If someone hit me or caused some sort of physical harm I don't think I'd have much of a problem forgiving them. I might stew over it until the wound heals, but once the painful reminder is gone, it'd be done.
You know the old adage, "Sticks and stones can break my bones but words can never harm me"? I don't agree. For me, words cut more deeply than any knife and break me more easily than wood or rocks. The hurtful things people say stick with me and come up at the most inconvenient times. I know that these things are mostly false, lies they used in a moment of anger or when they are consumed by their own insecurities or selfishness, but for reasons I can't explain, I can't seem to rationalize them away. It's been said that it takes 5 compliments to counteract 1 criticism or cutting remark. So I'm in need of about 50 compliments right now to discount the 10 negatives that are still circling in my head. I'm trying to tell myself how wonderful I am, and how incorrect these hurtful thoughts are, but it's difficult to believe myself.

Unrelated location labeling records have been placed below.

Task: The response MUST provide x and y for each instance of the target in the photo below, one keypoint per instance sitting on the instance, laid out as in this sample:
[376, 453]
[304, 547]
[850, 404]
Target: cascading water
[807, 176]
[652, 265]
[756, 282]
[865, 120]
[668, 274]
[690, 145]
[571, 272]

I've been thinking a lot about the things we say to each other. I'm on a quest to infuse the people I know with enough positive thoughts of themselves that when someone criticizes them, they won't be affected. I don't know if it'll work, but it's worth a try. So, I'm trying to not criticize or say anything negative about people, and I'm making a point of giving sincere and genuine compliments instead. :)
Here're my thoughts about Laura (being remembered from like 6 years ago when we hung out a lot):
ReplyDelete-You know how to have fun, but you also know how to be serious when a friend needs you.
-You're a great writer.
-I love your laugh.
-You can always be relied upon.
-You make others smile because it makes you smile.
I hope these help you. Remember that you're loved.